Diabetes > Diabetes Treatments > Treating Type 2 Diabetes

Treating Type 2 Diabetes

Treatment of type 2 diabetes typically includes eating a healthy diet, taking regular exercise and losing weight if you are overweight or obese, and home blood glucose testing.

People who have type 2 diabetes must take good care of their health for the rest of their life. As soon as you are diagnosed with this type of diabetes you should put together a treatment plan with the help of a qualified diabetes care team.

These measures will help regulate your blood glucose levels. However, over time your condition may get worse and you may find that diet and exercise are not enough to keep your blood glucose at a healthy level. In this case, you will be given oral medication and/or insulin. Approximately 40% of people with type 2 diabetes require insulin injections.

What medicines are used to treat type 2 diabetes

There are several different types of oral (tablet) medicines that are used to help type 2 diabetics lower the level of sugar in their blood and maintain this level. You may be asked to take a combination of two or more of these glucose-lowering medicines.


In the UK, doctors usually start by prescribing metformin to treat type 2 diabetes. Metformin helps the body to control blood sugar in several ways. It lowers the amount of glucose that your liver sends into your bloodstream, makes the cells in your body more responsive to insulin and decreases the amount of sugar absorbed by the intestines.

This type of medicine is often recommended for people with diabetes who are overweight as it is unlikely to cause weight gain, unlike some other type 2 diabetic drugs. However, it may cause weight gain if taken in conjunction with insulin or a sulfonylurea, and can also cause mild side effects such as nausea and diarrhoea.


Sulphonylureas are glucose lowering medicines that increase insulin production in the pancreas. They may be prescribed as a single treatment for diabetics who cannot take metformin and are not overweight, or they may be taken in conjunction with metformin. Because sulphonylureas boost the amount of insulin in your body they can increase the risk of Hypoglycemia (low blood glucose). Other possible side effects include weight gain, nausea and diarrhoea.


Exenatide is an injectable drug that mimics the action of the naturally occurring hormone GLP-1, i.e. it helps to lower high blood glucose levels by boosting the production of insulin in the pancreas. It also helps reduce appetite which often results in a modest weight loss.

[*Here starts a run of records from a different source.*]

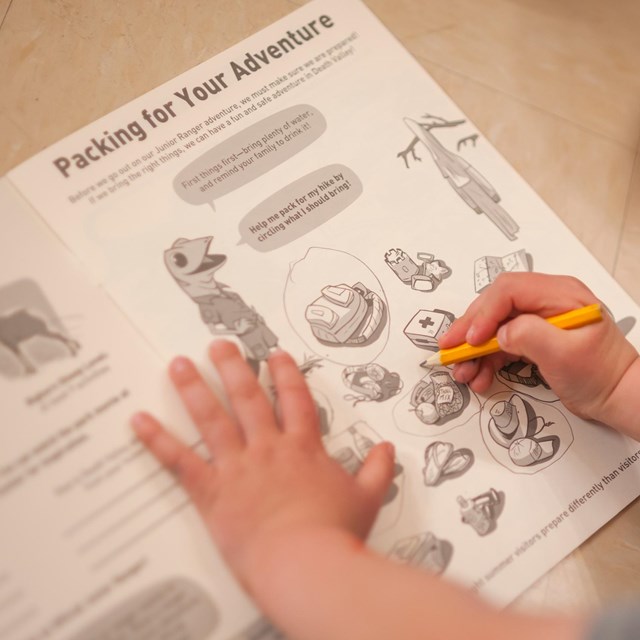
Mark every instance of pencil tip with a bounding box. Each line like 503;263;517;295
420;351;441;369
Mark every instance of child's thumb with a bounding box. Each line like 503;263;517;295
356;442;395;506
497;314;566;365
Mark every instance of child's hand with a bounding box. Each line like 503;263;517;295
133;341;394;585
440;273;638;428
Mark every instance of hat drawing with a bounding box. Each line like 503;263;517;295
489;393;546;449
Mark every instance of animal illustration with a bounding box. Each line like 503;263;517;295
164;236;278;373
0;309;80;374
398;115;519;240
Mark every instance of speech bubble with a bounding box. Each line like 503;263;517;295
173;104;327;206
238;164;362;251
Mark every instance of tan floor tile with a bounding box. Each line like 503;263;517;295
580;501;640;603
510;549;601;614
425;63;635;271
0;0;12;28
398;0;640;147
614;155;640;304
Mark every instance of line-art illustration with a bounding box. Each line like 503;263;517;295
393;367;480;437
422;441;475;487
342;362;402;406
388;531;453;575
480;392;573;473
403;309;456;351
325;420;405;533
410;369;471;424
164;236;278;373
398;114;519;240
456;133;480;151
0;279;80;378
457;489;504;536
384;249;451;292
473;249;533;293
305;282;387;347
283;247;390;366
498;360;551;389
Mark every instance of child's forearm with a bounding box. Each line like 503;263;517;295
246;529;585;640
598;354;640;440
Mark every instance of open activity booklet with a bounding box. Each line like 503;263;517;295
0;0;640;640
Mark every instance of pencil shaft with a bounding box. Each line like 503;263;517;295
423;304;602;366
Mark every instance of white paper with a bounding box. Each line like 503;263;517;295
0;0;640;640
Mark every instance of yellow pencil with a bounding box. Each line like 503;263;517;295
420;304;602;367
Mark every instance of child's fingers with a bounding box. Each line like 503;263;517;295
440;273;597;348
269;351;320;439
169;357;243;457
498;314;602;368
209;340;278;439
131;413;215;506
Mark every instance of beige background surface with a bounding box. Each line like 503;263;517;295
0;0;640;610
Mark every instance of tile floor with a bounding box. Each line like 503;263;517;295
0;0;640;609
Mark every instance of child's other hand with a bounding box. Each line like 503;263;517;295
440;273;638;426
133;341;394;588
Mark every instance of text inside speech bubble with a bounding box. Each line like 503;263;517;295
238;164;362;251
173;104;327;206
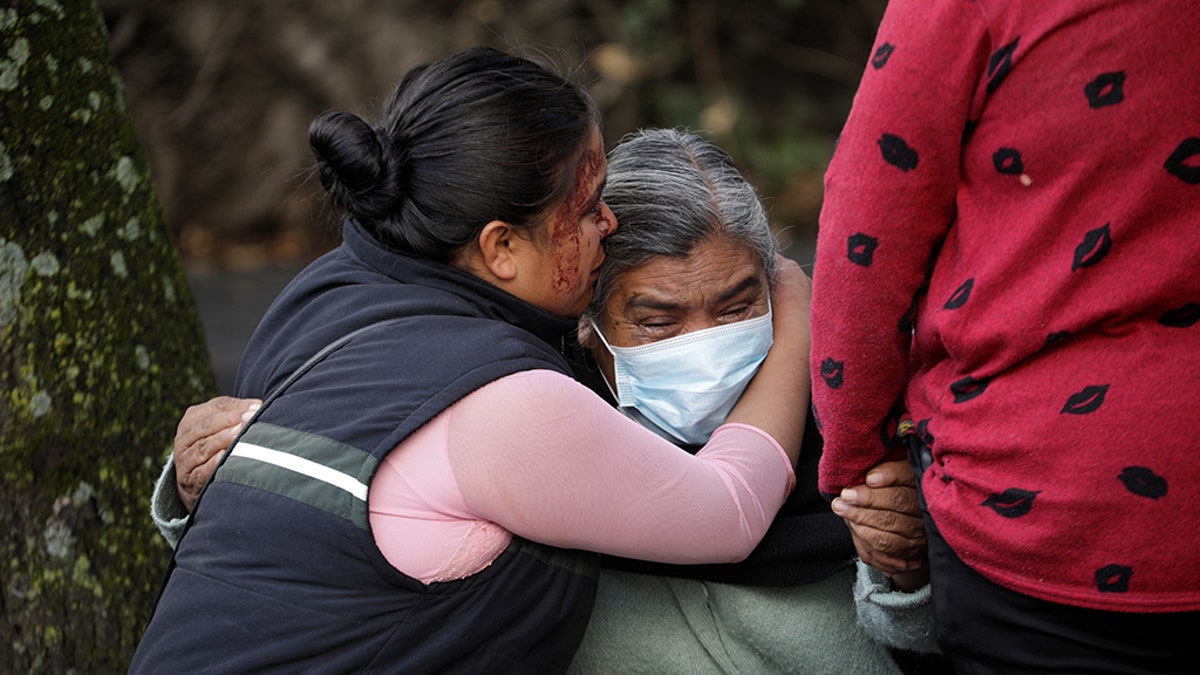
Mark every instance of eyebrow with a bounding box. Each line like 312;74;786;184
625;271;762;310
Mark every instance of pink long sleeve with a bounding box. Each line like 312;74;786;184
368;370;796;581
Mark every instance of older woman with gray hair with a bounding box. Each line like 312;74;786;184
154;130;935;673
572;129;935;673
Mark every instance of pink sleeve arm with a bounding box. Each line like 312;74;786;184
449;370;796;563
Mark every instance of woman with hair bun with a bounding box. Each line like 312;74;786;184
131;44;809;673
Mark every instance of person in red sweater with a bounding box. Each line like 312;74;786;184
811;0;1200;673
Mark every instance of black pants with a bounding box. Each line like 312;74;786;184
912;439;1200;675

Exenatide is mainly prescribed to patients with type 2 diabetes who cannot achieve stable blood glucose through the use of metformin, or metformin and sulphonylurea. Side effects can include nausea, diarrhoea, headache and stomach pain.

Other medicines for type 2 diabetes

Other medicines for type 2 diabetes include:

Glitazones (thiazolidinediones, TZDs)

These medicines work by making your body’s cells more reactive to insulin so that the insulin works effectively in moving glucose from your blood to your cells. They are usually used alongside metformin or sulphonylureas, or both. Possible side effects include weight gain and ankle swelling.

Gliptins (DPP-4 inhibitors)

Gliptins work by preventing the rapid breakdown of a hormone called GLP-1, which naturally occurs when there is too much glucose in your blood and helps boost the production of insulin in your body.

These relatively new drugs may be taken in conjunction with metformin or sulphonylureas to help bring blood glucose under control.


This medicine prevents your level of blood glucose from rising too much after eating a meal. It does this by slowing down the speed at which the carbohydrates from your food are broken down into glucose by your digestive system. Acarbose causes bloating and diarrhoea which is why it is normally only prescribed to help treat people with type 2 diabetes if they are unable to take other types of diabetes drugs.